Le Maître du destin apparaît régulièrement à son frère puisque c’est lui-même qui le guidera vers sa mission en le conduisant dans le monde originel où s’y trouve la source de toute chose. Ba-Fon y renoue ses liens avec son lieu d’origine et s’y imbibe totalement afin que personne ne puisse ensuite lui faire douter de son origine comme l’Enfant de la lumière. Son frère sait que le sang qui coule à présent dans les veines de Ba-Fon est devenu si pur et originel par conséquent que le divisionnaire aura l’impression de boire le meilleur vin au monde même s’il agira comme un poison pour la bête qu’il est devenu. Un jour, notre jeune ermite a aussi le plaisir d’accueillir Anak qui vient à peine de terminer ses missions. Sans l’avouer ouvertement, Ba-Fon est surtout très ravi que ce missionnaire se présente à lui dans son corps d’enfant, fièrement juché sur la magnifique licorne fantastique. Qu’on le veuille ou non, l’Enfant de la lumière n’a jamais eu de compagnon de son âge pour lui tenir compagnie. Cela n’a aucune importance si son ami n’est jeune qu’en apparence seulement puisqu’il est jovial, espiègle depuis toujours, tout en étant un sage conseiller. Tous les deux savent très bien qu’ils ne sont pas des enfants comme les autres mais aiment se considérer comme tels lorsqu’ils voyagent côte-à-côte au dessus du canton d’Atlantis. Ba-Fon sur Belle-Chimo, et Anak sur Anima; ainsi juchés, les jeunes cavaliers donnent vraiment l’impression de flâner bien qu’ils échangent leurs points de vue sur tout ce qui existe ou s’interrogent sur différents sujets. Anak est vraiment le spécialiste des mentalités terriennes et prépare donc Ba-Fon à sa grande mission salvatrice sur Terre.

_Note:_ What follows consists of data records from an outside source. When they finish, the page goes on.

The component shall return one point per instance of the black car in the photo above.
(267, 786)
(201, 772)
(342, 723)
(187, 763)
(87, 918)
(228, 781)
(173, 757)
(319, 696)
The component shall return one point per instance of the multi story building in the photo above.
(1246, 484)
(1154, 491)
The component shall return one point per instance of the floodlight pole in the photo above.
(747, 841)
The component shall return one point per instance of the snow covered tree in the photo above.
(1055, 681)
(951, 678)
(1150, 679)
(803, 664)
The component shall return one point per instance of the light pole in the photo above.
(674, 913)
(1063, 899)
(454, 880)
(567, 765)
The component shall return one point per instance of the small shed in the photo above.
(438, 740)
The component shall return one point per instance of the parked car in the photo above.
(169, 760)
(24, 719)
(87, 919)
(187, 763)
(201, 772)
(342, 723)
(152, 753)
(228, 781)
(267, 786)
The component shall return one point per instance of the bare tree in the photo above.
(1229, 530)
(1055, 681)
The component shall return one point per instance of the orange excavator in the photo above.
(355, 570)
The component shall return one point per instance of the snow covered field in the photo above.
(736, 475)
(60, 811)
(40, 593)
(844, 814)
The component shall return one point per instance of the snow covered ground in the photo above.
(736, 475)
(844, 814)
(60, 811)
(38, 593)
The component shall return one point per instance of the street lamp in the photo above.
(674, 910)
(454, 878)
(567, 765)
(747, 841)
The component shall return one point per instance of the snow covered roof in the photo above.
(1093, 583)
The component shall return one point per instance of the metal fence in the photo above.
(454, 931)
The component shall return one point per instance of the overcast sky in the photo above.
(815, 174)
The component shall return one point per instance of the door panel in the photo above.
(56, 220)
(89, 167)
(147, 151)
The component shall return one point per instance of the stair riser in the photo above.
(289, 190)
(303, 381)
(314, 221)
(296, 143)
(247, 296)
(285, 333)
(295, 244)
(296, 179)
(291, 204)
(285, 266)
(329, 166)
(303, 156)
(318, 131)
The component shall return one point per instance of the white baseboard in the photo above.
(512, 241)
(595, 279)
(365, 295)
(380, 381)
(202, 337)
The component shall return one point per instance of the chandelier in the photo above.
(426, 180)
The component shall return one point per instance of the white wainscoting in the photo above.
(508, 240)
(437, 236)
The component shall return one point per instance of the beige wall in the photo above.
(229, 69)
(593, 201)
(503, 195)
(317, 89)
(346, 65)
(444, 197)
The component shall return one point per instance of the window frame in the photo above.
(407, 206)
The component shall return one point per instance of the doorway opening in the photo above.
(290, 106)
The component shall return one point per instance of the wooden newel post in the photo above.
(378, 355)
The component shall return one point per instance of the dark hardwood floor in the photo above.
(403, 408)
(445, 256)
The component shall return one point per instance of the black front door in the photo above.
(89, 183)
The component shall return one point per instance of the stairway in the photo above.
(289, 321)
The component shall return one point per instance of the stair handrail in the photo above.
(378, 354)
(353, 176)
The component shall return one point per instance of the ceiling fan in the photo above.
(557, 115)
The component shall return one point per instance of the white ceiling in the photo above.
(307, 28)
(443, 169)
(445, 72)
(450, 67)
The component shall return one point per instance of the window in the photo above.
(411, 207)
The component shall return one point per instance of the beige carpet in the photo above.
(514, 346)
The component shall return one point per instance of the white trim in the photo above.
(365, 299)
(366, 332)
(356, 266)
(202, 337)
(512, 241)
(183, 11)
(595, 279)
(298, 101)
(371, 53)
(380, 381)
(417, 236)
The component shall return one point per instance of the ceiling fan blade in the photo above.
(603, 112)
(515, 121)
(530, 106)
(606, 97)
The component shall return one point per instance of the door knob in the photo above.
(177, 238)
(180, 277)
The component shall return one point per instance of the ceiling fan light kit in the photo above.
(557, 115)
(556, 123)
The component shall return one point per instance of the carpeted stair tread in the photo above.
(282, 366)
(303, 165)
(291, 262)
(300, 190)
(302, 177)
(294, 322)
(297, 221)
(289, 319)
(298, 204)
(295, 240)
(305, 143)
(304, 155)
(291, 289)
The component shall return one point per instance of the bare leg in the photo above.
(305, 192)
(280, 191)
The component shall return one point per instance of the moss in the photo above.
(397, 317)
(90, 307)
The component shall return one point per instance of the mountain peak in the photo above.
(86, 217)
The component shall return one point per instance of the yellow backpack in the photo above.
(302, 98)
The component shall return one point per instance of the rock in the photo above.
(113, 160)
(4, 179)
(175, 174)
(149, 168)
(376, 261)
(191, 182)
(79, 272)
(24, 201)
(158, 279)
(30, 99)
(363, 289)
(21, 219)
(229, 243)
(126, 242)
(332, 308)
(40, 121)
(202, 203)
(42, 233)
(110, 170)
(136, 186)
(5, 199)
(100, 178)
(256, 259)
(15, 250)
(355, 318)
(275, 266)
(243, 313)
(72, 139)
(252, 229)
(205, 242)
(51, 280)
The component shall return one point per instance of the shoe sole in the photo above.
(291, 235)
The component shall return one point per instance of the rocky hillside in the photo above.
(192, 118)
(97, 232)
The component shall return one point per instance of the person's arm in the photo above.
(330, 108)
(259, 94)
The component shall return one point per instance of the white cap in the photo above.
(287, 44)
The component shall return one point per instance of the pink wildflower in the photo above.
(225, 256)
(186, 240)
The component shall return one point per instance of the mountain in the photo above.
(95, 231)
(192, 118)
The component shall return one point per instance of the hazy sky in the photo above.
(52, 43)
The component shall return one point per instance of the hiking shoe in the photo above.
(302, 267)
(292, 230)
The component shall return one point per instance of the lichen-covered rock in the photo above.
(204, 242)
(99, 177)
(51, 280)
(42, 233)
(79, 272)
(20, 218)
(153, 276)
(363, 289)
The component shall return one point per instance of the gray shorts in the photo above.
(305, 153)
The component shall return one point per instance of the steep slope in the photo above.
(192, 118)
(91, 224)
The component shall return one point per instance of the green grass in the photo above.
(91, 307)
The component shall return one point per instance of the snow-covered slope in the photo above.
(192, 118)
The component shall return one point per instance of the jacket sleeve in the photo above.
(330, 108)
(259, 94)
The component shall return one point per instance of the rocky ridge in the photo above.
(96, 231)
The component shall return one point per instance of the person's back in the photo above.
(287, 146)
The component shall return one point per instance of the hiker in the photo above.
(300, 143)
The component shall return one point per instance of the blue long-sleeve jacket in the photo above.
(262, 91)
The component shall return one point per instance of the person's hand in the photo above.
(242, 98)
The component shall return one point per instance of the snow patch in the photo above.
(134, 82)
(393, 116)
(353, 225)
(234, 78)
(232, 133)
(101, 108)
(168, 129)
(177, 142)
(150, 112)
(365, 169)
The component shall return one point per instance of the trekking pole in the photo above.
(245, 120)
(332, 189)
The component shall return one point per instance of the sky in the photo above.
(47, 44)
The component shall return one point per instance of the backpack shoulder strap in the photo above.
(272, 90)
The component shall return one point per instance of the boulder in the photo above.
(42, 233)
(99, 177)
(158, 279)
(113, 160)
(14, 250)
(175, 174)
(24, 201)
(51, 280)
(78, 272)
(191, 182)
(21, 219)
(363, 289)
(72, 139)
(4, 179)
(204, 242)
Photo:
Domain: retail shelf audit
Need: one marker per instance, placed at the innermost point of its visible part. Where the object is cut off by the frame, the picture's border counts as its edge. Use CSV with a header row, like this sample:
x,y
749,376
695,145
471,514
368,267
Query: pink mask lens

De son côté, Mercéür revient également de ses missions et peuple son îlot de ses beaux souvenirs avant de revenir sur Arkara. Il a encore connu toutes sortes de mésaventures surprenantes et surtout assez convaincantes pour démontrer aux espions d’Alba qu’il mérite de plus en plus son titre d’insensé. Il s’est d’abord présenté comme un parapsychologue de dernière classe, et même attiré les médias sur lui en prétendant avoir transformé un chien en véritable lord Anglais (Paichel et Lord Walter Bacon). Ensuite, il s’est porté au secours d’extra-terrestres qui tentaient de retourner sur la planète Mercure (Paichel et la reine de Mercure.) Comme si cela n’était pas suffisant pour édifier sa solide réputation d’imbécile, il se retrouva dans une aventure en compagnie d’un chérubin et d’un petit diable (Paichel et les anges fugueurs.) Finalement, les seules missions sensées pour le commun des mortels sont racontées dans (L’école de l’Outapran ) ainsi que (Les nains Quisitors.) Le missionnaire termina même ses jours dans une institution psychiatrique en compagnie de charmants pensionnaires où le premier se prenait pour le Père Noël, le deuxième pour Jules Verne et enfin, une dame qui se disait la réincarnation de Nostradamus! (Cette aventure est racontée dans : Les amis de Paichel.) Si quelques doutes persistent encore, le conteur Midinibus de son côté, n’a pas hésité à léguer aux Terriens toute une série d’aventures des plus burlesques pour qu’ils s’en amusent gentiment. L’important dans tout cela était de satisfaire aux exigences du plan de Primus Tasal puisque celui-ci est vraiment fier de son ami. Il aimerait à présent que Mercéür l’aide à créer un musée à Vaurec. Le but est de rappeler pour toujours aux anciens fautifs et même à ceux qui n’ont pas eu à vivre leurs épreuves qu’il faut toujours rechercher la paix si l’on ne veut pas subir toutes ces calamités qui découlent des conflits de toutes sortes. Mercéür et son compagnon voyagent dans les différentes époques terrestres et rapportent d’innombrables articles ayant servi à faire la guerre de toutes les manières possibles; ils ont rapporté également des millions de photos qui témoigneront d’elles-mêmes. Les deux collectionneurs veulent accorder une place de choix dans le vaste musée pour la créativité, les découvertes et pour tout ce qui a un lien avec la beauté de l’intelligence lorsque celle-ci est utilisée pour faire grandir l’Humanité.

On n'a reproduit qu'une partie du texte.